Over the next fifteen years, he worked on scores for some 200 films there and at the other major film studios. Rita Hayworth hired him to write the music for The Loves of Carmen (1948), produced by Hayworth for her Beckworth Productions and released by Columbia Pictures.

Castelnuovo-Tedesco was a significant influence on other major film composers, including Henry Mancini, Nelson Riddle, Herman Stein, and André Previn.
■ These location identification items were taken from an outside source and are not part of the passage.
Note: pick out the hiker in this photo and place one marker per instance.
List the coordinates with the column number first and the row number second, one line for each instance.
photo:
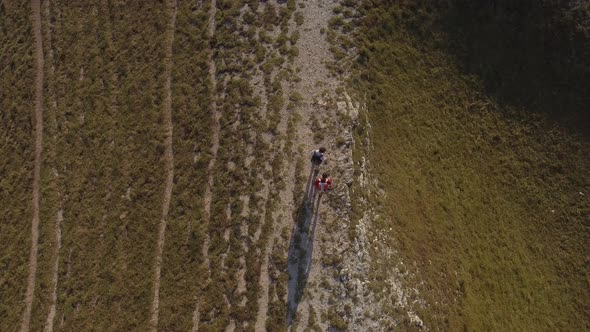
column 323, row 184
column 317, row 157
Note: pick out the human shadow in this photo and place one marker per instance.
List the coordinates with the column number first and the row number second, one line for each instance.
column 301, row 246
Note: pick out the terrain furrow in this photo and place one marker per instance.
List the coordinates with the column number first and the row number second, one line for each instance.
column 38, row 52
column 49, row 322
column 169, row 164
column 214, row 149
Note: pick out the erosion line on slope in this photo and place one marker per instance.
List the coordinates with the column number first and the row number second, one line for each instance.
column 169, row 159
column 214, row 149
column 49, row 322
column 36, row 16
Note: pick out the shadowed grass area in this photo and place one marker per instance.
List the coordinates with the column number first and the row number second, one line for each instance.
column 485, row 192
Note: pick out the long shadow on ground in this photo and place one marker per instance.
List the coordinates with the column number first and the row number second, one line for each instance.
column 301, row 247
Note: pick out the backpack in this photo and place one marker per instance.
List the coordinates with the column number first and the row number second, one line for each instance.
column 316, row 156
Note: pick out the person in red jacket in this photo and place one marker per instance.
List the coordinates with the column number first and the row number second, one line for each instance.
column 323, row 184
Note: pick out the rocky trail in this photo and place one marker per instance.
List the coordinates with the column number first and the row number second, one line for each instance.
column 39, row 61
column 263, row 238
column 169, row 164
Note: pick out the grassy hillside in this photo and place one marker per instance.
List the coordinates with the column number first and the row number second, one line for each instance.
column 481, row 150
column 17, row 151
column 103, row 164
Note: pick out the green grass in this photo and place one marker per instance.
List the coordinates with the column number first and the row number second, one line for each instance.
column 482, row 186
column 17, row 150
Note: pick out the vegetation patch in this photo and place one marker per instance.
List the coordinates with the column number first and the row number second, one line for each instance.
column 480, row 152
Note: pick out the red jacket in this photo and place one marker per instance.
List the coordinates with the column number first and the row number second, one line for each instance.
column 323, row 186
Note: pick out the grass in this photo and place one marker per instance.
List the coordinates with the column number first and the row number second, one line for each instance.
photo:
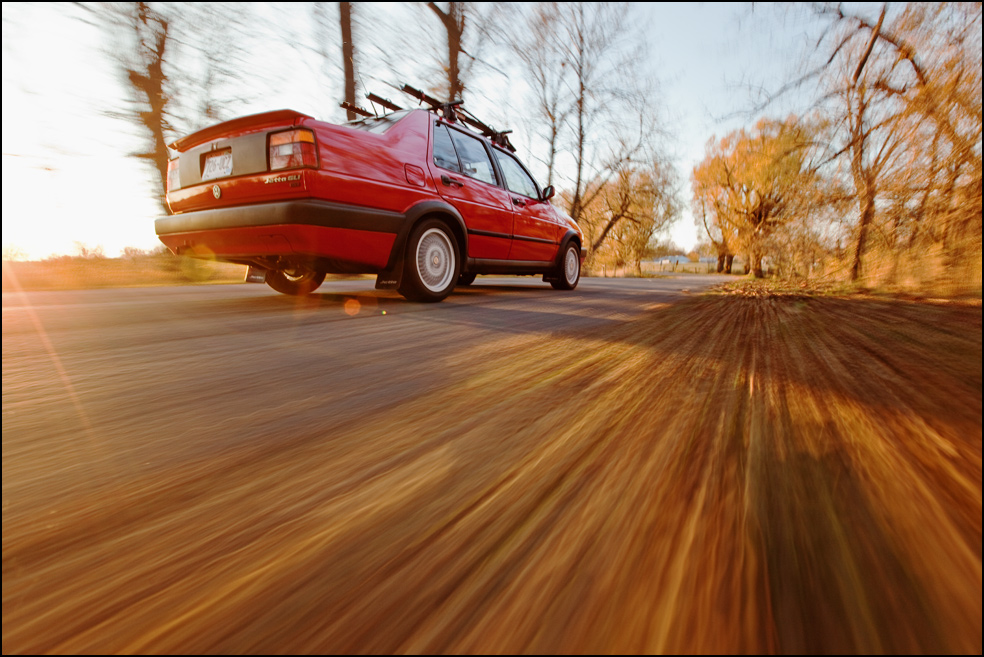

Jerry Goldsmith, Marty Paich, and John Williams were all his pupils, as was Scott Bradley, who studied privately with him while both were on staff at MGM. His relationship to Hollywood was ambiguous: later in life he attempted to deny the influence that it had on his own work, but he also believed that it was an essentially American art form, much as opera was European.

In the United States, Castelnuovo-Tedesco also composed new operas and works based on American poetry, Jewish liturgy, and the Bible. He died in Beverly Hills, California, in 1968 at the age of 72. He is buried at Westwood Village Memorial Park Cemetery.

Notes

  1. Andrés Segovia said in 1967 that: “I had to rescue the guitar twice: first, from the noisy hands of the flamenco players. And second, from the poor repertoire that it had. The repertoire, save Sor, Fernando Sor, from the end of the 18th century and the beginning of the 19th century, who composed many beautiful things for the guitar; and a little bit Carulli [Ferdinando] and Giuliani [Mauro]. All the other composers for the guitar were very poor. They had not the proper training in music, and they gave the guitar fervent and devoted incompetence. And, finally, I asked my friends to write for the guitar. The first to answer was Federico Morena Torroba, Spanish, then Turina [Joaquin], then Falla [Manuel de], and then many others up to now.”